He was picked in the 25th round of the 2008 draft, 757th overall after breaking Catawba College records for homers (61), walks (132), and slugging (.752). He proceeded to hit 10 home runs in his pro debut in 185 plate appearances in the Rookie-level Gulf Coast league. The following year he hit .315/.401/.618 between two levels, showing the power/on-base mix that the Dodgers' major league club was sorely lacking. Heading into last season, Baseball America ranked him the 25th best prospect in the organization, saying:
His best tool is clearly power. Capable of hitting the ball out to the deepest part of just about any park...He's more than just a one-dimensional slugger, too. He hits the ball to all fields and shows good patience at the plate. He also has decent speed and is capable of taking an extra base if he catches the defense napping.They had me at "power."
Fast forward to this year, when prospect guru, Kevin Goldstein, had him as the Dodgers' fifth-best prospect, behind two pitchers and two up-the-middle players. In other words, he was considered their best pure hitter in the system. In Spring Training, he impressed Dodgers brass but had nearly no shot of breaking camp with the club. Then he hit home runs in his third, fourth, fifth, and sixth games at triple-A, which, as exciting as it was, had to be even more tempting when juxtaposed with the anemic output of the Major League options in left field and at first base.

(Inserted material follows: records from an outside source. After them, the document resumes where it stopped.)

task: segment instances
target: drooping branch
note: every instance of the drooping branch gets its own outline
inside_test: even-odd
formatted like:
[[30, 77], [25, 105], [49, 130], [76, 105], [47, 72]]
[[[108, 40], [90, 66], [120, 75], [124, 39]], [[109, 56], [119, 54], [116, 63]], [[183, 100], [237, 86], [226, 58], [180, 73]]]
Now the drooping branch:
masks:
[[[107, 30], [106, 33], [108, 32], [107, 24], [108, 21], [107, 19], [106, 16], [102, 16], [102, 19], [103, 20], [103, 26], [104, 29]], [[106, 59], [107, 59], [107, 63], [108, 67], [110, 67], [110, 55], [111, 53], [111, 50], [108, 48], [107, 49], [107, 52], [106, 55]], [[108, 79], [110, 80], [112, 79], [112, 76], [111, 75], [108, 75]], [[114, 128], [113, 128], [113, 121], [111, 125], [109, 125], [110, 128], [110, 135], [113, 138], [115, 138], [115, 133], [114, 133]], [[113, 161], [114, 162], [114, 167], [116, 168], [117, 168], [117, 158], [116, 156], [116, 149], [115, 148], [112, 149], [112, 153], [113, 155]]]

Tonight, Sands will make his debut in Los Angeles. He will wear the number 47, start in left field and bat 7th against Braves righty, Tim Hudson. It's going to be the first of many tests he will face, none of which are guaranteed to go well. He could show his inexperience and struggle to adjust to the quality of pitching he will face. Even worse, he could struggle early and find himself pressing or battling to stay in the lineup -- the horrifying downward spiral that can result from rushing a top prospect.
But for most Dodger fans, the options are decidedly more promising, if for no other reason that the fact that he has a chance to be really good. You can't say that about Tony Gwynn, Jr., Marcus Thames, Jay Gibbons, Jamie Hoffman or any of the other sad excuses for hitters that Don Mattingly has had to choose from this season. Not only does he have obvious and prodigious power, but he knows how to take a walk and from all accounts, is a humble guy and hard worker. When you ask a prospect to jump to the Majors after 10 games at Triple-A, I guess that's the best you can ask for.
Ideally, Sands seizes the left field job and gives the Dodgers just enough pop, with Kemp and Ethier, to support the outstanding pitching staff they have and make a run at the division title. It may not happen immediately but, again, the situation has to be better than it was before. The other question now becomes, what happens if Sands hits and James Loney continues to struggle? Another Dodgers top prospect, Trayvon Robinson, is also not far away, and he has the potential to make a difference defensively in the outfield. It would be a good dilemma to have, one that can't make Loney and his .150/.175/.215 line very comfortable. One thing is certain: what looked to be an excruciatingly incompetent offensive team now has a glimmer of hope in the form of a legitimate masher, the type of player many Dodgers fans have been crying for since Manny's suspension.